For the first time (I think), I’m about to post something I wrote in my capacity as a “real writer” rather than spontaneous and disjointed blog musings. I crafted this really witty, clever bit about posting my real writing, complete with all sorts of self-disclosure (the kind that begged for all you amateur psychologists to have at me) and self-deprecating humor about whether or not I am a real writer. Then, in a twist of divine irony, I mistakenly erased it all. The irony, of course, is that a real writer should always know to always save his work always. Always. But I didn’t. So now you get the sad second effort. And that was it.
Before the essay, let me try to briefly describe two processes that are significant to the daily goings-on in Thadland. The first is mostly mental. I constantly ponder and analyze and theorize about how I view life, how others view life, and how life really is despite the warped ways we all view it. I don’t claim to be contributing anything important or lasting to the global thought pool, but I’m thinking nonetheless.
The second process is more earthy and emotional. It’s me trying to actually live the results of the first process. This, of course, is much more difficult and humbling. I can be a genius in my living room and a fool in my front yard. Some of the time I try hard to be a good guy, to pursue integrity of belief and action, and to live a useful, sacrificial sort of life. Sometimes I watch four episodes of Seinfeld in one day. For better or worse, more than anything I want to follow Jesus. Sometimes I think that means I need to try harder. Sometimes I think it means I need to quit trying so much.

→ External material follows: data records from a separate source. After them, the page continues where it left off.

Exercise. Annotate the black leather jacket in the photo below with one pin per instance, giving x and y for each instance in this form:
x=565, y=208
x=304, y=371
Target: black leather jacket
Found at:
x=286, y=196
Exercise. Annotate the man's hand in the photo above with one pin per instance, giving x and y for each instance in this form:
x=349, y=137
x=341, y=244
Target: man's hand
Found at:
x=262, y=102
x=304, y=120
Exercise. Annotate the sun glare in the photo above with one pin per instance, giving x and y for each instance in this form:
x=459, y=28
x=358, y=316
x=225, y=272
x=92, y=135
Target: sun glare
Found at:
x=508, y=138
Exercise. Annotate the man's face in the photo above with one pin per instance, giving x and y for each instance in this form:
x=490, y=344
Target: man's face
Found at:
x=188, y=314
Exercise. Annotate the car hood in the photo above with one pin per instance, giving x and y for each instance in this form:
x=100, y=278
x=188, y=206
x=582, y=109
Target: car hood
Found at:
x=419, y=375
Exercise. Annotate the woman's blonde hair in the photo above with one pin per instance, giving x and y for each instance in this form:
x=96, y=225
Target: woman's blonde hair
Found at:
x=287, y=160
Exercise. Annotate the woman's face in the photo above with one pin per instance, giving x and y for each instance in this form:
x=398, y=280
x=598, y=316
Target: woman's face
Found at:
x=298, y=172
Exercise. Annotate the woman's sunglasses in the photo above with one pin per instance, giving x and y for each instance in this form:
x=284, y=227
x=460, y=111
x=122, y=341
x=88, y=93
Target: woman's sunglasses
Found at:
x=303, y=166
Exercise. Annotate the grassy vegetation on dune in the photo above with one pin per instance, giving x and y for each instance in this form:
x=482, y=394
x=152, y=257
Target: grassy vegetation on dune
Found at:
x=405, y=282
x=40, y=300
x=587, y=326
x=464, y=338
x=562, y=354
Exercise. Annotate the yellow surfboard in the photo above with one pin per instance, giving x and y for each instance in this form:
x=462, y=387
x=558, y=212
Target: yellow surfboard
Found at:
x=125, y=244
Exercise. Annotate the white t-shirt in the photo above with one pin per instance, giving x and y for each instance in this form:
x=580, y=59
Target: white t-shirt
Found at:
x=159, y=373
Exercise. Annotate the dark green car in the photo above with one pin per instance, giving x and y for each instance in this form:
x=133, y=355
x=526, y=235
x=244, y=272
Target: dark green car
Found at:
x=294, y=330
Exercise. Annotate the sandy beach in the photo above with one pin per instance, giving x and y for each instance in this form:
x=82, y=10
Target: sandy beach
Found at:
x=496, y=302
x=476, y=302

Wrapped up in all of that is a big, ongoing wrestling match between one set of assumptions about what it means to follow Jesus and a growing sense in my soul that Jesus didn’t author many of those assumptions. The challenge, then, is to continue to pursue the true Jesus—knowing who he is and how his followers are supposed to live in the world in 2004.
So, because I’m a compulsive belly-button staring philosophically obsessed pinhead, I think about this stuff all the time. Well, not all the time, but at least when I’m not watching Seinfeld. While thinking about some of this, I pasted together this little essay that I’ve decided to call: The Great Omission – Why Jesus didn’t call people fags or preach about pledges to flags. Isn’t it a great title? The brilliant poetry notwithstanding, it’s just inappropriate and long enough to be utterly unprofessional, which should help me convince you that I’m a real writer.
Anyway, this essay was inspired by many years of questions…by debates about school prayer…by lawsuits over the words “under God”…by the images of people weeping on the steps of the Alabama Supreme Court as Judge Roy Moore and his Ten Commandments Monument were defiantly hauled away (I really just wanted to give those folks a hug)…and by many well intentioned people I know and love who long for a return to an America I never knew.
The Great Omission – Why Jesus didn’t call people fags or preach about pledges to flags
As if my inbox wasn’t already bloated with unsolicited email offering me great deals on prescription drugs and other products to “enhance” my life, I recently received another shamelessly rehashed email forward. You know, one of those with a subject line that starts like this: “FW: Fwd: Fw: FW: Fwd: FW:” where you have to scroll down for three minutes just to locate the actual message. This one came from a well meaning Christian acquaintance, and it urged me to take up arms against yet another part of the culture whose apparent aim was the destruction of Christianity, the church, the family, and everything I stand for.